The number of people who were completely unsheltered, living in emergency shelters or in transitional housing programs all dropped slightly from the previous year.
The annual Point-in-Time Count, an unscientific census of homeless people that’s taken on a single day every January, counted 662 homeless in Clark County in 2015. That’s a modest improvement over the last few years. The number was 695 homeless people last year and 693 in 2013. Point-in-Time Count numbers from across the nation are forwarded to the federal government, which uses them to track trends, set policy and distribute assistance.
New federal and local dollars and new housing vouchers for military veterans have paid off, Silver stressed, with the number of local homeless veterans shrinking by half — from 36 in 2014 to 18 in 2015.
Homeless people in family groups dropped from 101 individuals (in 37 families) in 2014 to 90 (in 29 families) this year. The number of people staying in emergency shelters on that day in January was virtually unchanged: 227 in 2014, 226 in 2015.
That’s a cause for celebration, Silver said, but he added: “We fear these numbers will increase in the near future if broader housing issues are not addressed.”
The city of Vancouver recently convened an Affordable Housing Task Force to meet monthly and recommend policies the city can enact, both to protect low-income tenants from displacement when rents rise and to encourage developers to build more truly affordable rental housing. The task force was launched in reaction to reports of rents rising and the poorest tenants at Courtyard Village Apartments — and other local complexes — left with no local, affordable place to go.
The Council for the Homeless amassed a community fund with donations from the public and helped many of those tenants get resettled. But some did wind up homeless, Silver added. The January homeless numbers don’t really reflect the Courtyard Village crisis, he said, since many of those residents had to vacate later in the winter and spring.

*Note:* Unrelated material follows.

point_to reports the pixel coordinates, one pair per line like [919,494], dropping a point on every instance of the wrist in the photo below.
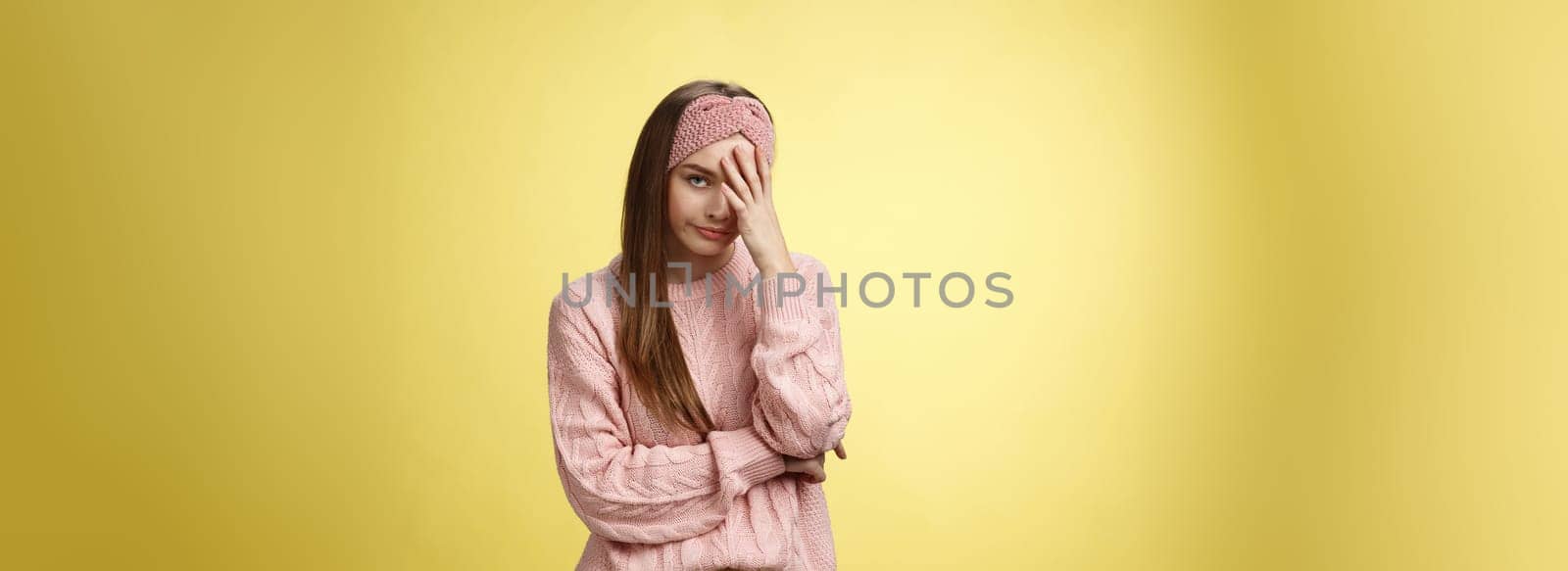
[773,267]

One homeless subgroup grew fairly substantially: the chronically homeless. Those are the people who tend to have lots of barriers to housing, Silver said, such as criminal records, past evictions and bad credit. They may also be the ones who suffer most acutely from problems that keep from making progress in life — like mental illness, drug addiction, developmental delays.

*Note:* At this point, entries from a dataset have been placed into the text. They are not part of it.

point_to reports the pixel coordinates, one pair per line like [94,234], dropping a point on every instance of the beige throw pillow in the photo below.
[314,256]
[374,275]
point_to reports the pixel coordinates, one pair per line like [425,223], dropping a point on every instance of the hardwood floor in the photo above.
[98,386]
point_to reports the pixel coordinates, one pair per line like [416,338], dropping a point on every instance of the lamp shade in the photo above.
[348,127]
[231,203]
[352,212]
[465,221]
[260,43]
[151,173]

The number of chronically homeless in Clark County rose from 80 in 2014 to 103 this year. Silver said that rise is an indicator of the tightness of the local housing market, with apartment vacancies generally hovering around 2 percent, according to the city.
In a market that tight, any blemishes at all on your record are legitimate reasons for a landlord to pass you by and keep looking for a tenant who’s likely to be more reliable and less demanding, he said. Chronically homeless people have the biggest red flags as far as landlords are concerned — so they stay homeless.
“In the current rental market it is very difficult to find apartment owners and property management companies that will rent to this population, even if service providers are paying the rent and providing support,” he said.
Now under construction on West 13th Street is Lincoln Place Apartments, a 30-unit dormitory for the worst-off chronically homeless. The developer is the Vancouver Housing Authority. The building is expected to open in spring 2016.